In collaboration with the Centre de recherche et de restauration des musées de France (C2RMF; Paris, France), the National Research Council (NRC; Ottawa, Ontario, Canada) has completed a scientific study based on 3-D color laser scanning of Leonardo da Vinci’s portrait of the Mona Lisa.
On C2RMF’s request, seven researchers from the NRC traveled to Paris two years ago to scan the painting with NRC’s 3-D scanner, capable of scanning 3-D images at a depth resolution of 10 µm, which has subsequently provided a number of unique views of the portrait that will assist curators and conservators in their ongoing studies of the 500-year-old masterpiece.
The data, collected in 16 hours of scanning in 4 cm bands during two evenings in October of 2004, required more than a year of analysis. The 3-D model documented that the poplar wood panel on which da Vinci painted his masterwork has a convex warp on the middle right side that is 12 mm higher than its surroundings. It has provided the most detailed analysis to date of the network of surface cracks; the depth resolution was sufficient to see differences in the height around cracks. It also revealed “the incised drawing to provide us with Da Vinci’s general conception for the composition,” said Christian Lahanier, head of the Documentation Department of the C2RMF. The results of the research are contained in a new book Mona Lisa: Inside the Painting (Harry N. Abrams, publisher) and in an upcoming scientific text on the research.
“The 3-D scan of the Mona Lisa has not only helped to further our understanding of Leonardo’s sfumato technique of soft, heavily shaded modeling, but will also help to address the conservation and deterioration concerns we have,” said Henri Loyrette, director of the Musée du Louvre (Paris, France), which commissioned the study.
The NRC’s high-resolution 3-D color laser scanner has been used for scanning museum objects such as paintings, ethnographic and archaeological collections, and natural history specimens. The maximum resolution configuration of this scanner can record and examine fine brush-stroke details on paintings, as well as tool marks on sculptures and archaeological objects.
Simultaneous position and amplitude digitizing
One important feature of the auto-synchronized system in these applications is that relatively simple modifications can be made to enable simultaneous shape and color digitization. Because of the simultaneous position and amplitude digitizing of the three colors on the CCD image sensors, the shape (x, y, z) and red-green-blue (RGB) reflectance data are recorded in perfect registration.
The scanner uses red, green, and blue laser wavelengths as the laser source, which, when superimposed in the scanning system, results in the projection of a white, 50- to 100-µm-diameter laser spot on the object.
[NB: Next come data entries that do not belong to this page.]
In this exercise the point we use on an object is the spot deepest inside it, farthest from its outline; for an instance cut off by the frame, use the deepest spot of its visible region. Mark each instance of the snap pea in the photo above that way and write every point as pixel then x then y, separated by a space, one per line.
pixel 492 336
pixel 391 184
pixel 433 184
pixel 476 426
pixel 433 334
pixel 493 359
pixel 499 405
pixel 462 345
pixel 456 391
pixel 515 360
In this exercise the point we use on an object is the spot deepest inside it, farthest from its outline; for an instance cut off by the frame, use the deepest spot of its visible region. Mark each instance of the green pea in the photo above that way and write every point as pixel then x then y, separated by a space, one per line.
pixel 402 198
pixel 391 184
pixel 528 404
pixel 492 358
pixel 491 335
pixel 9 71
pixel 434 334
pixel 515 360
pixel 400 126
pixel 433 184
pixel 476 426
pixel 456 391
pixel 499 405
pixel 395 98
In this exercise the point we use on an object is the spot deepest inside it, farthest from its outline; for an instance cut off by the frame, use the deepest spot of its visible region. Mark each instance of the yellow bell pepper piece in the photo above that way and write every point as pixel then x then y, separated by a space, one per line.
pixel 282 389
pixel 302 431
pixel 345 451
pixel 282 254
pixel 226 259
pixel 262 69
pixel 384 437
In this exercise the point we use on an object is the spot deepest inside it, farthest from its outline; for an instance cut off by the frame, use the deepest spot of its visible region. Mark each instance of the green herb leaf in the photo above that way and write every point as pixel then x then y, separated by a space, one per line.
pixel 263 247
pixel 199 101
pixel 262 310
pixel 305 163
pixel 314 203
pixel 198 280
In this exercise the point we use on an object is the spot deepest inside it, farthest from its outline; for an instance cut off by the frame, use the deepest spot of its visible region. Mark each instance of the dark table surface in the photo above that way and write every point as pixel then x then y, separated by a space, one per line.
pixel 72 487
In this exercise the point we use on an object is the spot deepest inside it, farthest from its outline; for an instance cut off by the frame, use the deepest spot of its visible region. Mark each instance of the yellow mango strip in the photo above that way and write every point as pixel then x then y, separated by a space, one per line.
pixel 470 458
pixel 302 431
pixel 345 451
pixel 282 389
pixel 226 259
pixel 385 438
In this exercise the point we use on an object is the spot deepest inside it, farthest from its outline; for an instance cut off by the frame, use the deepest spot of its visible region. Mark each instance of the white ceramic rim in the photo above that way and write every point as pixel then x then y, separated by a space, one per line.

In the detector, a color-separation device such as a prism or a dispersive optical element positioned near the lens separates the white light reflected from the object, back into red, green, and blue wavelengths on the CCD detector. The amplitudes of the three peaks are converted into reflectance values for the three wavelengths by a calibration process that takes into account the geometry of illumination and detection at each surface element. Simultaneous position and amplitude digitizing of the three colors on the CCD results in perfect registration of (x, y, z) and RGB data.
For the Mona Lisa project, extensive modifications were made to allow portability of the laser-scanning system. The laser scanner head was mounted on a single-axis translation-stage gantry, which was mounted on a rigid pair of tripods (see figure). A total of 72 images was acquired of the painting, each image composed of 4000 profiles, and each profile containing 1024 coordinates of x, y, z, R, G, B shape and reflectance data, or the equivalent of 113 megapixels. To digitize the complete Mona Lisa, a series of successive scans or overlapping images were recorded over the complete surface of the object, observe, reverse, and for each side. The scans were subsequently merged to produce a final archival-quality 3-D digital model of the object.
The NRC 3-D technology, camera, and processing software have been licensed to nine Canadian companies. Among these, an Ottawa-based company has used the technology to create a 3-D camera currently onboard the NASA space shuttle Atlantis. The camera examines the changing state of the shuttle’s heat tiles during a voyage. Another licensee uses the technology for cutting-edge film animation, including the Lord of the Rings trilogy and the Matrix sequels.